La Cour européenne de justice a tranché : dans un arrêt rendu jeudi matin, elle estime que les données personnelles ne sont pas aussi protégées de l'autre côté de l'Atlantique qu'en Europe. La juridiction a donc invalidé un mécanisme crucial de transfert des données personnelles de l'Union européenne vers les États-Unis. Cette décision est très importante pour les internautes européens, en particulier ceux qui utilisent les réseaux sociaux.
Les Etats-Unis se sont pour leur part dits "profondément déçus" par cette décision, susceptible selon Washington de fragiliser les entreprises opérant dans l'UE qui transfèrent ou font héberger des données outre-Atlantique, désormais plongées dans un flou juridique.
Pourquoi la Cour avait-elle été saisie ?
Tout part de la procédure lancée par un jeune Autrichien, Max Schrems. Ce militant de la protection de la vie privée a porté plainte contre Facebook. Alors que l'Union européenne a la législation la plus protectrice du monde pour les données personnelles, le réseau social de Mark Zuckerberg stocke ces informations sur ses serveurs aux États-Unis. Bruxelles avait conclu avec Washington un accord censé nous protéger aussi bien là-bas. Mais pour Max Schrems, il y avait un risque que nos données soient aspirées par le FBI ou la NSA, par exemple.
"Les administrations de surveillance, comme la NSA, ont énormément de pouvoir d'accès aux données stockées par les entreprises américaines", rappelle Martin Drago, juriste au sein de l'association La Quadrature du Net, qui se félicite de cet arrêt auprès d'Europe 1. "Cette décision est un appel politique de l'Union européenne aux États-Unis pour qu'ils revoient et qu'ils renforcent leur protection des données personnelles."
Comment la juridiction motive-t-elle sa décision ?

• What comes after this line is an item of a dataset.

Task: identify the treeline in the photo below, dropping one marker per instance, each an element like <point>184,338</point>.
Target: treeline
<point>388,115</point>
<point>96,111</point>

La Cour de justice de l'UE (CJUE) a considéré que l'accord UE-USA "Privacy Shield" ("bouclier de protection"), utilisé par 5.000 entreprises américaines, dont les géants comme Google ou Amazon, ne préserve par de possibles "ingérences dans les droits fondamentaux des personnes dont les données sont transférées".
La Cour estime que les autorités publiques américaines peuvent actuellement accéder aux données sans que cela soit limité "au strict nécessaire". Cette réglementation actuelle américaine ne fournit ni "garanties pour les personnes non américaines potentiellement visées", ni de "droits opposables aux autorités américaines devant les tribunaux", poursuit encore la juridiction européenne.
Comment ont réagi l'Union européenne, les autorités américaines et Facebook ?
La Commission européenne doit vite trouver une nouvelle solution. Jeudi midi, elle a promis de travailler pour protéger les Européens, mais aussi pour que les données puissent continuer à circuler de part et d'autre de l'Atlantique. Il s'agit d'un nouveau désaveu pour Bruxelles, après l'annulation mercredi de sa décision exigeant qu'Apple rembourse 13 milliards d'euros, jusqu'alors considérés comme des avantages fiscaux indus.
De leur côté, les États-Unis se sont dits "profondément déçus" par cette décision, susceptible de fragiliser les entreprises opérant dans l'UE qui transfèrent ou font héberger des données outre-Atlantique. Washington continuera à travailler avec la commission européenne, et étudie la décision de justice en détail pour en comprendre tous les effets concrets, a affirmé Wilbur Ross, le secrétaire américain au Commerce. Nous "espérons pouvoir limiter les conséquences négatives pour la relation économique transatlantique qui pèse 7.100 milliards de dollars et qui est vitale pour nos citoyens, entreprises et gouvernement respectifs", a ajouté Wilbur Ross.
Dans un communiqué, Facebook a promis de faire "en sorte que (ses) annonceurs, clients et partenaires puissent continuer à profiter de (ses) services tout en préservant la sécurité de leurs données". Les données personnelles concernées (comportement en ligne, géolocalisation…) constituent la mine d'or de l'économie numérique, en particulier pour les géants du secteur.